Nacer tonto corresponde a la mala suerte. Lo peligroso es que el tonto, a fuerza de serlo, se convierta en un ser perverso. La maldad, cuando es consecuencia de una obsesión, es demoledora. Ponsatí, que es mujer, ha celebrado el fallecimiento de más de 200 personas en Madrid por el coronavirus. «De Madrid al Cielo», ha escrito en las redes, apoyada por Puigdemont. Podría haber sido más amable, pero su odio racista es invencible. Y ahí me detengo. Un racista es aquel que cree que su raza es superior a las demás. En lo intelectual, lo físico, lo profesional y todas esas cosas. Guardo en mi biblioteca un libro de un parlamentario catalán de tiempos de la Segunda República –Y Paco Marhuenda que no lo creía lo tuvo en sus manos–, titulado «La Inferioridad de la Raza Catalana»,del que es autor Josep Caballé con prólogo de José María Salaverría. Salaverría, en el preámbulo, se distancia del título del ensayo: «No existe la raza catalana, como tampoco la castellana, la andaluza, la gallega o la valenciana. Todos los europeos, con excepción de los orígenes de algunos vascongados, y ellos también, pertenecemos a la raza caucásica». Ser racista catalán es no ser nada, o como mucho, ser una tontería. Pero el odio y la incultura se han adueñado de los supremacistas catalanes, y en el caso de Puigdemont y Ponsatí, con una característica común. La cobardía. Son delincuentes huídos, que se regodean todos los días en sus frustraciones y superan los límites del odio con excesiva frecuencia. He contemplado con interés científico diferentes imágenes de la Ponsatí, y no me considero genéticamente inferior a ella, sino al contrario.

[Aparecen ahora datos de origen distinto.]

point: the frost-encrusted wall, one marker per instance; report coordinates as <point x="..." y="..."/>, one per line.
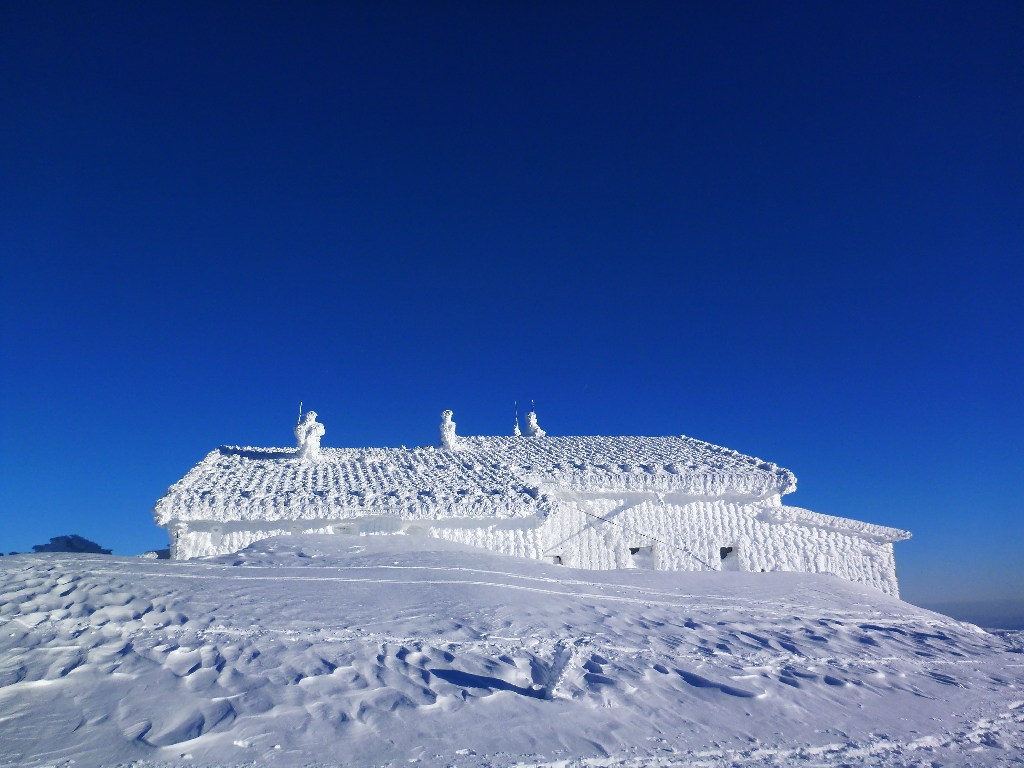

Como apuntó Truman Capote de una antigua novia, «es tan elegante, tan distinguida y tan sugerente como un sapo orinando».
Celebrar la muerte de 200 madrileños o residentes en Madrid, la ciudad más abierta y generosa de España, en la que jamás se pregunta el origen de sus visitantes y los motivos de su estancia, sólo puede responder a los sentimientos podridos de una mujer muy acomplejada, muy paleta, muy limitada, y sobre todo, muy mala. «De Madrid al Cielo», escribe con su gracia del Tibidabo. Ponsatí, golpista fugada, es cobarde, como una gran parte del separatismo catalán. Y ha borrado su inmundo mensaje, cuando ya era tarde y se había difundido por todo el mundo. Para ser muy malo hay que tener valentía y asumir las consecuencias de la propia podedumbre, del estercolero mental que manda sobre esa desdichada mujer. Ponsatí suena a broma. Su sentido de la supremacía racial es, por otra parte, otro camino equivocado. Poca cosa en la cabeza y menos aún en el físico. No se trata de un arrebato consecuente a su felicidad por la muerte de 200 enfermos. Se trata de una simple observación, no excesivamente duradera. Es horrorosa. No hay mujer fea. La mujer se hace fea cuando el odio invade su mente, su mirada y sus sentimientos. Y si la superioridad de la raza catalana depende de Puigdemont, Torra, Ponsatí o Rahola, hay que procurar, por todos los medios, pertenecer a una raza inferior.
La inmundicia de Ponsatí no se ha borrado. La complacencia de Puigdemont, tampoco. Claro, que la negligencia de Sánchez y la chulería de Iglesias ayudan al despropósito. Un vicepresidente del Gobierno con esposa infectada que acude a un Consejo de Ministros estando en cuarentena y sin mascarilla, es un infractor social. Pero de eso, ya habrá tiempo de escribir. Hoy la toca a la Ponsatí, ese bichejo superior. Dios la perdone.